A good run-down of the different algorithms: https://ruder.io/optimizing-gradient-descent/ I think people favour adaptive learning rate options like Adam in practice since they generally do seem to perform well, and are often less sensitive to initial conditions and the exact hyper-parameters used. There will always be people who like to test N optimizers with parameter sweeps to squeeze a tiny bit of extra performance out, but for the rest of us the default Adam or AdamW options and good, unobjectionable choices :)

NavinF · 4 years ago

It’s really hard to compare optimizers. Common architectures and default hyperparameters were discovered alongside Adam so you’d have to redo a bunch of sweeps if you wanted a “fair” comparison. In practice this doesn’t really matter and everyone just uses Adam. If you had infinite compute, you’d try every combo and select the one with the best results.

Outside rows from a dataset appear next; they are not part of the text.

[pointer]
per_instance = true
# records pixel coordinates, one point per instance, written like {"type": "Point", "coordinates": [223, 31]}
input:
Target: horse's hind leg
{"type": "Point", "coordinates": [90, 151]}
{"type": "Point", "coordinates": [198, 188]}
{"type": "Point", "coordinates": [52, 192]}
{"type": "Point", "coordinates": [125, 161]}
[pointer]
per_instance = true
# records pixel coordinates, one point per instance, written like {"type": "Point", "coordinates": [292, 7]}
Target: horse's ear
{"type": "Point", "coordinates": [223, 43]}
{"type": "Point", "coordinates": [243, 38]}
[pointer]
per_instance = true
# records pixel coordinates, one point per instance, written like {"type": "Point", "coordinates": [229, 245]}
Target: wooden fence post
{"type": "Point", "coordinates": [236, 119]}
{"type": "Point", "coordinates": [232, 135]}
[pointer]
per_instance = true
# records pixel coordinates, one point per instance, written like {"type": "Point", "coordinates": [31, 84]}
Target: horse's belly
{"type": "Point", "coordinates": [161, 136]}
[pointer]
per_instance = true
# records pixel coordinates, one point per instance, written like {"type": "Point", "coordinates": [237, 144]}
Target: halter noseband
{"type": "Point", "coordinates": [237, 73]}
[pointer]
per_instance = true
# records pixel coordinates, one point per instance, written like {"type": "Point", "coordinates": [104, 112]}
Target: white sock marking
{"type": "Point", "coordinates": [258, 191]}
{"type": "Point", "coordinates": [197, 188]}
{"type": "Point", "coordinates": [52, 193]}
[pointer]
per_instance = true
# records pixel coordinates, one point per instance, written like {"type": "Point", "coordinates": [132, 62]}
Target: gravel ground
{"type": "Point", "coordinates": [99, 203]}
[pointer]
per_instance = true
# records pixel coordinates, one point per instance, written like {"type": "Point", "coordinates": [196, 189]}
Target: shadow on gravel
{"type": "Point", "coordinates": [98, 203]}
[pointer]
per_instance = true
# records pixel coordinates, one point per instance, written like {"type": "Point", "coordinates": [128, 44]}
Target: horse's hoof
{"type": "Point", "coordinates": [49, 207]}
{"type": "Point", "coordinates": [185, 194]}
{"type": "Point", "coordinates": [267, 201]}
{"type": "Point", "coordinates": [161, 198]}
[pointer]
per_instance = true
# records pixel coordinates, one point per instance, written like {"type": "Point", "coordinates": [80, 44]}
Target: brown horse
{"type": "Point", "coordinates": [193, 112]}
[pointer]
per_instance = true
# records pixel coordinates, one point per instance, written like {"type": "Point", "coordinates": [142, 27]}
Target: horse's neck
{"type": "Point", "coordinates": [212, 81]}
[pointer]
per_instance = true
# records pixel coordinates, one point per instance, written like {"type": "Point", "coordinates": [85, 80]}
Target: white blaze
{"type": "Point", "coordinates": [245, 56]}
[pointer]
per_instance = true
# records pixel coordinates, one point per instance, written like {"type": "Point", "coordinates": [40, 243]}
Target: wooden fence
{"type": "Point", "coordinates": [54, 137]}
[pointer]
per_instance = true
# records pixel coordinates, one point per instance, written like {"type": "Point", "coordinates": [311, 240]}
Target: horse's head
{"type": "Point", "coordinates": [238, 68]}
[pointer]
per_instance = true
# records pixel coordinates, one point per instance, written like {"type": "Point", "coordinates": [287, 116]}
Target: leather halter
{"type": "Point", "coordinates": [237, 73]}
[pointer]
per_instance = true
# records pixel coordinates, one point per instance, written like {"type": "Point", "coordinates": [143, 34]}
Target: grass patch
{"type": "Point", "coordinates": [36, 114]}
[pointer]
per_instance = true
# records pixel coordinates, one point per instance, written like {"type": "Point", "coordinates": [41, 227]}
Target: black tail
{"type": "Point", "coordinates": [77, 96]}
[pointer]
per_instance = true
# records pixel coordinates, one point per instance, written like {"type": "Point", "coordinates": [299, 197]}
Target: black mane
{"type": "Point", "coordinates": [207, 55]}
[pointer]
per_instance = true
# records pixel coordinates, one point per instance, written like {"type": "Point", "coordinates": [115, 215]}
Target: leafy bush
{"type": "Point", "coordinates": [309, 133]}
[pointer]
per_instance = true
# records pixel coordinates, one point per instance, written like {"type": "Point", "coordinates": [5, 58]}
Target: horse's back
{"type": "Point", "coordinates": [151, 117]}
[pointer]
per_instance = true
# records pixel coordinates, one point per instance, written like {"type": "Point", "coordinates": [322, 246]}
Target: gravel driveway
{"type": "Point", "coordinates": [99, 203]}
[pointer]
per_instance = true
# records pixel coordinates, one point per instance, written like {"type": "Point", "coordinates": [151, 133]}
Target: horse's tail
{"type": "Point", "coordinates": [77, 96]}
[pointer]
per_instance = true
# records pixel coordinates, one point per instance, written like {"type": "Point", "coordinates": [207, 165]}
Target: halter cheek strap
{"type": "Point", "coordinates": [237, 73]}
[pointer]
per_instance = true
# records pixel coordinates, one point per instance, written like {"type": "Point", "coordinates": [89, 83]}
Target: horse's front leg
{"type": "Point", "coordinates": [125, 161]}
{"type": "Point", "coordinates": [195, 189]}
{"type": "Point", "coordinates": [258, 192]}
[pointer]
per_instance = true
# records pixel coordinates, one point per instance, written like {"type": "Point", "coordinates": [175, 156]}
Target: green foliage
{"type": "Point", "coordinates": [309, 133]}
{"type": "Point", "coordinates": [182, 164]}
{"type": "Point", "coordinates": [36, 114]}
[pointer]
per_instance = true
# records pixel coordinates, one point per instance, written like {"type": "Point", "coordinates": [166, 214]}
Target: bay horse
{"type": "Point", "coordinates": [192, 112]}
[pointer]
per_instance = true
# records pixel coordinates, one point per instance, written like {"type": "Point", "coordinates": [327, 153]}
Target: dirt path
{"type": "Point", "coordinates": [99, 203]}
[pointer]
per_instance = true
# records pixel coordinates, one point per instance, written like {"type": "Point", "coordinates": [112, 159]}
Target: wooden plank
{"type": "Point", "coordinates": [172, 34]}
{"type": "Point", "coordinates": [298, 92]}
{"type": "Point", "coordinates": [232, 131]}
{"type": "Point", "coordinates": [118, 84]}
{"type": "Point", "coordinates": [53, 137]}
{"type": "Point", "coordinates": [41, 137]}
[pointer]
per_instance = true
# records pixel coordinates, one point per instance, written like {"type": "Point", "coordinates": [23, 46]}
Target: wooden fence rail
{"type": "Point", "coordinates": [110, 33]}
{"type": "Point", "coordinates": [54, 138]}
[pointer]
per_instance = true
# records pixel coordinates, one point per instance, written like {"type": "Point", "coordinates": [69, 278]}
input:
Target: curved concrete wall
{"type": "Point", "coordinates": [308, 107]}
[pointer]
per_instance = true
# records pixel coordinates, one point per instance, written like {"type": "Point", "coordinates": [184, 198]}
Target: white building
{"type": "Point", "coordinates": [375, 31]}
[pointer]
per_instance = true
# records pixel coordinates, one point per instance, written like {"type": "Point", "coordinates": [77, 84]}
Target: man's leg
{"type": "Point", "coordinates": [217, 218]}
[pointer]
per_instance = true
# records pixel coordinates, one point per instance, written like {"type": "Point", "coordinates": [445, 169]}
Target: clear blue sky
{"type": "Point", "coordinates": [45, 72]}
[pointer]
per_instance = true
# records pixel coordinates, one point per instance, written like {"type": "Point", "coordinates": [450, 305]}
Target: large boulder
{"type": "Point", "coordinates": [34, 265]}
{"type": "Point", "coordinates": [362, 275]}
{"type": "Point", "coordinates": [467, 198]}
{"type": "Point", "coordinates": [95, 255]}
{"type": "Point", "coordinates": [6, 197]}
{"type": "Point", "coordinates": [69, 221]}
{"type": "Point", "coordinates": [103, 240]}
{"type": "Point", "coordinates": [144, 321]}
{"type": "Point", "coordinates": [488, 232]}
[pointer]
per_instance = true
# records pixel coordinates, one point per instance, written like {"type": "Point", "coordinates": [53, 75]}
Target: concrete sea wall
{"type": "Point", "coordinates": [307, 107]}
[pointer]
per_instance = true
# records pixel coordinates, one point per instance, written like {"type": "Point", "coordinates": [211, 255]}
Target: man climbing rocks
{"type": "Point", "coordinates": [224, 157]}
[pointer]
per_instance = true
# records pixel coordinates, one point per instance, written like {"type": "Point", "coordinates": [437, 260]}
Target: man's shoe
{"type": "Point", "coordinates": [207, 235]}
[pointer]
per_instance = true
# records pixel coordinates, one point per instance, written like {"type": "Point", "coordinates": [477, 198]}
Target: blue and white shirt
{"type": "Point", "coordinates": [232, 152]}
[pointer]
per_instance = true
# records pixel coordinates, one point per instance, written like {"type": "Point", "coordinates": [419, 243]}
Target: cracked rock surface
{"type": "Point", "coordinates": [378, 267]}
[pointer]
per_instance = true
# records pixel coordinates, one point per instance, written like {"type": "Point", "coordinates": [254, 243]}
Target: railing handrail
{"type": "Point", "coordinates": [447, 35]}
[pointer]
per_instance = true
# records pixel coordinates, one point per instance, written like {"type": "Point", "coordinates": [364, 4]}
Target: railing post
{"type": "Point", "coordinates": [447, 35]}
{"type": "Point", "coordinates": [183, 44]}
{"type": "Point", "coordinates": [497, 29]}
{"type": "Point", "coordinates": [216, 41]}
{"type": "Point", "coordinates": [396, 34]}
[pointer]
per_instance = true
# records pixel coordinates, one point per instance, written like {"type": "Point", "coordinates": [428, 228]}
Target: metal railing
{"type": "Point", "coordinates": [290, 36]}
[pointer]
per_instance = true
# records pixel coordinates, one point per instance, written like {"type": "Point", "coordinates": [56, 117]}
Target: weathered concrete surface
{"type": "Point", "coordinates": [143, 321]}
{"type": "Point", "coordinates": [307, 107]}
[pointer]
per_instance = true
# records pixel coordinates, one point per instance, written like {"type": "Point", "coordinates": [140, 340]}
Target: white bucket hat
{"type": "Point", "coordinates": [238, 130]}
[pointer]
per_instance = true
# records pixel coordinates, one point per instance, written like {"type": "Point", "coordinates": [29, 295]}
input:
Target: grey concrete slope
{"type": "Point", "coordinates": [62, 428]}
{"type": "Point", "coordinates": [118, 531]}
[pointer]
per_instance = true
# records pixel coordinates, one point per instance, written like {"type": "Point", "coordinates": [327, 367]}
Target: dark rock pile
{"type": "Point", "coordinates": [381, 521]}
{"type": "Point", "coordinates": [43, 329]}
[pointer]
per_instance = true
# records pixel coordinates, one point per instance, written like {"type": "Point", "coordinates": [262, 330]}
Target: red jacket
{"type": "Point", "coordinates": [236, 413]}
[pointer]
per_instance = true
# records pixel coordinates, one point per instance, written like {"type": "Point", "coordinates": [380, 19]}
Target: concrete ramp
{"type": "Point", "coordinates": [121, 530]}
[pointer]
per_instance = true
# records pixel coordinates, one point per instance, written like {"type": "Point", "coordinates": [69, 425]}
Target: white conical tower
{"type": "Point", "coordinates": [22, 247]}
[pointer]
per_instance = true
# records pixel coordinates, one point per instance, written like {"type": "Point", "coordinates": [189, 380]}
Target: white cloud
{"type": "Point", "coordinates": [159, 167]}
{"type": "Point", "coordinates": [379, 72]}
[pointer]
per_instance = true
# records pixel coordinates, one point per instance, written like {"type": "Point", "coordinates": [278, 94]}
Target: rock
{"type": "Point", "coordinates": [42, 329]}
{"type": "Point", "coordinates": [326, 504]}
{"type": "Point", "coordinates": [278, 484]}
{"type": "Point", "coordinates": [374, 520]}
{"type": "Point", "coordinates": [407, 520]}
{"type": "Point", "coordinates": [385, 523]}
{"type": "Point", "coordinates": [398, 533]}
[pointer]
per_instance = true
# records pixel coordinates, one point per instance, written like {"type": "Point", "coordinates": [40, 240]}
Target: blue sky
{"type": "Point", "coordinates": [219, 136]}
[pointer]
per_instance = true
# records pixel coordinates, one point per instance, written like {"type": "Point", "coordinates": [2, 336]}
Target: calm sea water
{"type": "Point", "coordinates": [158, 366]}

locuscoeruleus · 4 years ago

Adam was very effective when it got introduced so it was widely adopted. Since then only models that work well with Adam have made it from the idea stage to actually working. I think there's reason to believe we have over fit our model architectures to our loss functions and optimizers.

jonbaer · 4 years ago

What is the current SOTA? Demon Adam? https://arxiv.org/pdf/1910.04952v4.pdf

yobbo · 4 years ago

Adam functions as a low-pass filter (and/or "compressor") on the gradient. It filters out "noise", which is "wild" during start of training.

This is basically what all "optimizers" achieve in various ways, including momentum.

Adam uses several times more memory, and is slower, than momentum or just SGD. That's reason to not use if not needed.